Well, Brian brushed all this aside. (Essentially, the Soviet Union, Pol pot’s Cambodia and Maoist China, among others, never happened; or were just small foot notes). He noted that many noble Marxist experiments, such as the Sandinista regime in Nicaragua, were snuffed by the evil Americans. So we shall never know what wonders those truly enlightened Socialists might have brought about.

Never mind that Daniel Ortega, the retreaded old revolutionary leader whose dream of a just society was allegedly killed by the CIA, is alive and well, (In fact, now, thanks to the wisdom of Nicaragua’s voters, Ortega is the current “democratic” leader of perennially impoverished Nicaragua. Apparently the CIA did not do such a good job.)

It failed in the past, so let’s try again

But Brian goes further. “Well, the very fact that Socialism did not work in the past is good for today”, he says, quite seriously. “We can have a fresh start, avoiding the mistakes of the past”.

In other words, according to Brian, Socialism in principle is a very good thing. The ony issue is some implementation glitches, here and there. In other words, with more refined planning and better execution these problems experienced in the past will be avoided, and the world will finally enjoy the blessings of a just society.

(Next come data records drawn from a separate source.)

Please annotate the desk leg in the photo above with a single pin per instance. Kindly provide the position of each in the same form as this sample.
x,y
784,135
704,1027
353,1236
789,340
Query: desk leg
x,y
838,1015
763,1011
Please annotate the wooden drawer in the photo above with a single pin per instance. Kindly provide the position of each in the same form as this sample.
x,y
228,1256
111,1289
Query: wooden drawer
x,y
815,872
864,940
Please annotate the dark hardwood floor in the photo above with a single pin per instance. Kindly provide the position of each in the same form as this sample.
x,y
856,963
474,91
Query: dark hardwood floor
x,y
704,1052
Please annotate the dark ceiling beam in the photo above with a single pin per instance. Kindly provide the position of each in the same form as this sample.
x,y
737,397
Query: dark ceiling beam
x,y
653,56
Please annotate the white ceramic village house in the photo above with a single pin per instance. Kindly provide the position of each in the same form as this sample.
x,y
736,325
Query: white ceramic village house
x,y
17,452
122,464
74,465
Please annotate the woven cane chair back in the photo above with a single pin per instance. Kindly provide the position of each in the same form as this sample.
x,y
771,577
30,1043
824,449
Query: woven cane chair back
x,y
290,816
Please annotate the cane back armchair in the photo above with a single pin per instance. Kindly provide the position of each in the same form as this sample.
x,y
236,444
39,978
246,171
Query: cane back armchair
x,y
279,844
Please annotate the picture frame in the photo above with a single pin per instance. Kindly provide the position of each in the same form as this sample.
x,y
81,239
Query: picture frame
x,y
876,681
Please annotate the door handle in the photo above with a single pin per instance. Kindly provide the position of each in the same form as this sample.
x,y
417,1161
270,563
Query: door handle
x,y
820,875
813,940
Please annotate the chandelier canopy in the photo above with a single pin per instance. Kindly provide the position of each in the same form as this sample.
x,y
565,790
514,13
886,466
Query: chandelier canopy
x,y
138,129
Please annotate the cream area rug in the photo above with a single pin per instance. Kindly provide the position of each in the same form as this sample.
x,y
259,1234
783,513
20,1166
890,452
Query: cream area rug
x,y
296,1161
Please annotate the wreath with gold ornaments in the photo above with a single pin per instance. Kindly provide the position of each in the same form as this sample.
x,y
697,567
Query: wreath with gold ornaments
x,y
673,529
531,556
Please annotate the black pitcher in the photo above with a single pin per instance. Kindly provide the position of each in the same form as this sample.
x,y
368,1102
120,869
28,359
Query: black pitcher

As I said, Brian is a pleasant person.

And yet, in a peculiar way, he is a prisoner of a crazy ideology. Think of this bizarre –and totally irrational– argument: “Precisely because Socialism failed so many times in the past, this is the moment. We have to try again”.

He said all this calmly, in a matter of fact way.

So, here we go. One century of disastrous economic failures, (not to mention killings, the Gulag, mass murder, denial of basic human rights, and more), is a pretty good indicator of future success.

Blindness

It really worries me to see how blind belief in crackpot ideologies prevents otherwise normal people to see reality.

No, contrary to what the thinkers of the Enlightenment believed, Man is not a rational creature. Sadly, the vast expansion of knowledge about nature and the physical world has not done much to make people wiser.